Aerospace

Hummingbird design, AI enable new capabilities for flying robots

10 May 2019

For years, researchers seeking to broaden the flying capabilities of robots have endeavored to decode one of nature’s best-kept secrets: the flight of the hummingbird, which is a remarkable hybrid of avian flight and insect-like hovering.

The value of such a skill could have applications ranging from finding victims trapped in collapsed buildings to drone-based espionage, the latter of which was explored by military supplier AeroVironment in the early 2010s. More recently, a team from Stanford studied the flight capabilities of hummingbirds and bats — the only other vertebrates with the ability to hover in place — with the goal of bringing new insight to robotic flight.

Now, researchers at Purdue University have trained flying robots with machine-learning algorithms based on hummingbird techniques, with high-flying results:

  • After learning from a simulation, the robot "knows" how to move around on its own like a hummingbird would, such as discerning when to perform an escape maneuver.
  • Artificial intelligence, combined with flexible flapping wings, also allows the robot to “teach itself new tricks.”
  • Though the robot can’t see (yet), it can sense by touching surfaces. Each touch alters an electrical current, which the researchers can track.
  • The robot remains steady through turbulence, which the researchers demonstrated by testing the dynamically scaled wings in an oil tank.

In developing their robots, the researchers studied hummingbirds for multiple summers in Montana. Key maneuvers such as making rapid 180° turns were documented, then translated into computer algorithms that could be learned in a simulation environment.
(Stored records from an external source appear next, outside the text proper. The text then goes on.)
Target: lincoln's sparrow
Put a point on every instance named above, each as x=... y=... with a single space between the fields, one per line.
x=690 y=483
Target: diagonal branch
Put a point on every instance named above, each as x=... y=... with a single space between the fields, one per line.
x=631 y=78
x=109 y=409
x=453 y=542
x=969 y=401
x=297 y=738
Further study on the physics of both insects and hummingbirds allowed the researchers to build even smaller robots without compromising the quality of flight.

The team has built an insect-sized robot weighing just one gram; the hummingbird model, measuring in at 12 grams, can lift more than twice its own weight. Both are comprised of 3D-printed bodies, carbon-fiber wings and laser-cut membranes. They require only two motors, though they currently need to be tethered to an energy source for flight. It is anticipated that a battery will eventually be added, along with sensing technology such as a camera or GPS.
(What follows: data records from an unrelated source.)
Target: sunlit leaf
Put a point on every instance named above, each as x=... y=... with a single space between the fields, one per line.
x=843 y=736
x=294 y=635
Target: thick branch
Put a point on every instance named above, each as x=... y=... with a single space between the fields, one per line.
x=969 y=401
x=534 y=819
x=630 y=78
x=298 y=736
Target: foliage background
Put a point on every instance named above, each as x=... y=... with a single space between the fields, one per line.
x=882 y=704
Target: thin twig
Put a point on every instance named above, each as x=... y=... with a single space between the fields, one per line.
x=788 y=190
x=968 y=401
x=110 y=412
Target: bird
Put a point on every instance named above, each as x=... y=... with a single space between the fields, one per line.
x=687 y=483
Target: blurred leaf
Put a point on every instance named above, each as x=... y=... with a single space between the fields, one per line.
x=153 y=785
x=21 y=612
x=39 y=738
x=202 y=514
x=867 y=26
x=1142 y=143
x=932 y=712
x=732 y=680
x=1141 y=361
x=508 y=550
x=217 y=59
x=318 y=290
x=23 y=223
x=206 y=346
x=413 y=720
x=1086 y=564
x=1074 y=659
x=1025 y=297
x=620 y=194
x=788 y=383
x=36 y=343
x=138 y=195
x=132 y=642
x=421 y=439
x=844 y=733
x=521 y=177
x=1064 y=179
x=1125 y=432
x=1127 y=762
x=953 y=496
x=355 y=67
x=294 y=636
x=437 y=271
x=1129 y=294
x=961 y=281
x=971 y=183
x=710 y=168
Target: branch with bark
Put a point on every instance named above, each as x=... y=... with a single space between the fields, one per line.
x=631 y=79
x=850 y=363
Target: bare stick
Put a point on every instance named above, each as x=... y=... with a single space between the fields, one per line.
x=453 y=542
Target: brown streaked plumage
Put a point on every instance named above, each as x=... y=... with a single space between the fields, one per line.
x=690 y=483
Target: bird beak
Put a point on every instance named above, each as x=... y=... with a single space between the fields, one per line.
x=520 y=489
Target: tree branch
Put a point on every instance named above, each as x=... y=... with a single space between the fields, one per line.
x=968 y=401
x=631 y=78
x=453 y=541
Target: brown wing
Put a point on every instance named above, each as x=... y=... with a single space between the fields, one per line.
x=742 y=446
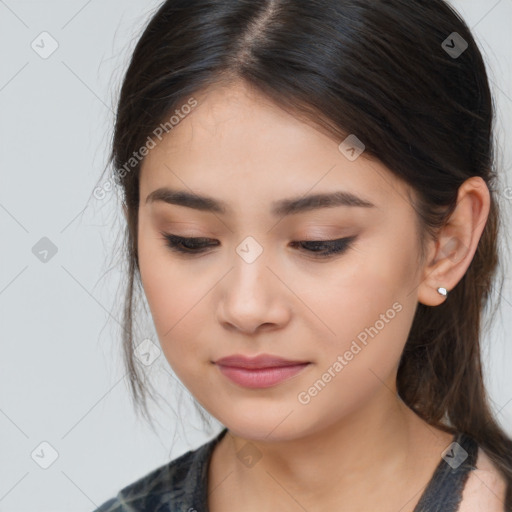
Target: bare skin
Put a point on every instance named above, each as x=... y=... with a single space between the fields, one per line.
x=353 y=443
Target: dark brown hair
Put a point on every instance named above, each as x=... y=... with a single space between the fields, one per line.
x=374 y=68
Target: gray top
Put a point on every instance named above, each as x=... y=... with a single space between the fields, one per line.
x=181 y=485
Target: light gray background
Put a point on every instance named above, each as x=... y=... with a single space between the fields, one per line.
x=61 y=375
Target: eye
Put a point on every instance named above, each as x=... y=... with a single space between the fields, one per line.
x=317 y=248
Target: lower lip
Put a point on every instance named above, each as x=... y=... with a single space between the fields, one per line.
x=261 y=378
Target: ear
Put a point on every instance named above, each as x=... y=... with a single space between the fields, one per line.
x=449 y=257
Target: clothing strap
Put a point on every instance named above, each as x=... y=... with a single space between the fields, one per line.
x=444 y=490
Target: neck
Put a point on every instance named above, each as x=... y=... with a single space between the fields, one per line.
x=352 y=459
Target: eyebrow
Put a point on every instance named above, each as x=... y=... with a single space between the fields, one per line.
x=282 y=207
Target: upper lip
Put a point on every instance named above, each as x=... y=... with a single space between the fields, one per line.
x=259 y=361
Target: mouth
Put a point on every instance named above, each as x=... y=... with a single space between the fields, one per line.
x=260 y=372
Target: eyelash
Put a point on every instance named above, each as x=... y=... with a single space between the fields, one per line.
x=339 y=246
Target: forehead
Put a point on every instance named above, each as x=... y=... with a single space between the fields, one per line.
x=238 y=145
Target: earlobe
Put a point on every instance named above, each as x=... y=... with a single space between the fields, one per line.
x=456 y=243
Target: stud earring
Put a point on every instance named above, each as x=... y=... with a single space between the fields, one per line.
x=442 y=291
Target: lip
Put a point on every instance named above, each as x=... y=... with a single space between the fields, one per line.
x=260 y=361
x=262 y=371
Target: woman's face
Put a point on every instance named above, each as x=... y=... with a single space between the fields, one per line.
x=254 y=290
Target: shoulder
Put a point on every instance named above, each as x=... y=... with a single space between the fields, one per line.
x=177 y=485
x=485 y=487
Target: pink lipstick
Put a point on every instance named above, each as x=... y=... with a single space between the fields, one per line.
x=262 y=371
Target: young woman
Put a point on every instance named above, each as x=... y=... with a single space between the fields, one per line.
x=311 y=205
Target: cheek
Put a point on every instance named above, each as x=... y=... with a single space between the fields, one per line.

The robots’ silent flight, another trait borrowed from hummingbirds, increases their potential for covert operations. Each wing can be controlled independently of the other, which is one secret to the highly agile maneuvers performed by flying animals in nature.

The researchers will present their work at this year’s IEEE International Conference on Robotics and Automation (ICRA) in Montreal, which runs May 20-24, 2019. Open-source simulations of the technology are available on GitHub.